2 - Ca, je sais, ils traînent en longueur. Dieu merci, grâce à de très bonnes reviews j'essaye de corriger le problème. Quant à l'excès de maturité...comme dit lebibou, ces gens-là n'ont pas eu une enfance normale. Mais c'est vrai que pour des gosses de 12 ans, ils semblent très/trop matures...mais je pense pas pouvoir corriger ça.
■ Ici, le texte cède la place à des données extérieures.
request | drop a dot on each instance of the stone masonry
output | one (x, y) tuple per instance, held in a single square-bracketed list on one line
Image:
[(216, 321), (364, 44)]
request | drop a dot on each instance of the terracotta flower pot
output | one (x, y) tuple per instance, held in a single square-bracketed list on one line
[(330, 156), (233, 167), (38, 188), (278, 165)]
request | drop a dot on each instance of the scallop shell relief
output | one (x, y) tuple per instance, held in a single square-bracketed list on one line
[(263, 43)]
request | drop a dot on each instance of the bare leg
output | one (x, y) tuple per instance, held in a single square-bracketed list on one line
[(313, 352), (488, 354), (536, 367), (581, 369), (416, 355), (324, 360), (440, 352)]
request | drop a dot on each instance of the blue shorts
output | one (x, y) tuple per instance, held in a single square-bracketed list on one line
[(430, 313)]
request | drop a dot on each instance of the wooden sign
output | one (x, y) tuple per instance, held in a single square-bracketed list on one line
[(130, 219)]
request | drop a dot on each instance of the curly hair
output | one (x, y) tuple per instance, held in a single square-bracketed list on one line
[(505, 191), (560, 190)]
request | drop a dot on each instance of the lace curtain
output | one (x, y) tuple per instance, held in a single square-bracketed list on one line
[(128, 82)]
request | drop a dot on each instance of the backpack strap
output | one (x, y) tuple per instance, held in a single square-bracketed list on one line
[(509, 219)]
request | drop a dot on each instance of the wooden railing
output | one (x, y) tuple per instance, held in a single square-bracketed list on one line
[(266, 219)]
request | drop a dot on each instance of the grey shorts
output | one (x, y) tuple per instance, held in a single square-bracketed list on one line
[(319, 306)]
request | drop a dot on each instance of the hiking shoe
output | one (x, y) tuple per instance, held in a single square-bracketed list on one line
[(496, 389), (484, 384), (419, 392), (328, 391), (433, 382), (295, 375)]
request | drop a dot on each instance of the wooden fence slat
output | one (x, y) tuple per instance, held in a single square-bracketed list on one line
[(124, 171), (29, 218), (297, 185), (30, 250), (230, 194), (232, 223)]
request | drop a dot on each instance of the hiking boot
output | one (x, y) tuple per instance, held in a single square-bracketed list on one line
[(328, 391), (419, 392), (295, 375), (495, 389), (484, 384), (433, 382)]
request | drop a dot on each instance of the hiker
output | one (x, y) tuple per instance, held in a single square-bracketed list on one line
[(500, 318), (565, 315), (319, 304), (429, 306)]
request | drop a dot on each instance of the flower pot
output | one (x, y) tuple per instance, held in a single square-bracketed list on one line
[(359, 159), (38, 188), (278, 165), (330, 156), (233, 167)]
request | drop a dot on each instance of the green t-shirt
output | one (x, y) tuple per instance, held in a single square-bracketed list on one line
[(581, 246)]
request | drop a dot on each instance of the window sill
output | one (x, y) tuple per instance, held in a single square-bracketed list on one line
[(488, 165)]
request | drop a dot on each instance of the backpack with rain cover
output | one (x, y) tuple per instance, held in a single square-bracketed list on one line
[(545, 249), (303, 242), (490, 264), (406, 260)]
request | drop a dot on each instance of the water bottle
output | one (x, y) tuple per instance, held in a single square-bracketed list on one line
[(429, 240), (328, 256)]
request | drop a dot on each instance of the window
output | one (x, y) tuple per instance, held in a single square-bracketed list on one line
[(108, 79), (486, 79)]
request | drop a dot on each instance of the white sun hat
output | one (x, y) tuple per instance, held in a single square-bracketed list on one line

3 - Pour l'infiltration...premièrement les ashigaru de Tempô ne connaissent vraisemblablement pas toutes les traditions et usages des ninjas (et méprisent certainement les gens qui s'intéressent aux pratiques de ces êtres sans honneur) et il a été dit que Kanjiro porte des lentilles, qu'il est déguisé, et également que pour ce qui est de tromper son monde, c'est un expert : il a passé son temps à mentir à toute sa promotion...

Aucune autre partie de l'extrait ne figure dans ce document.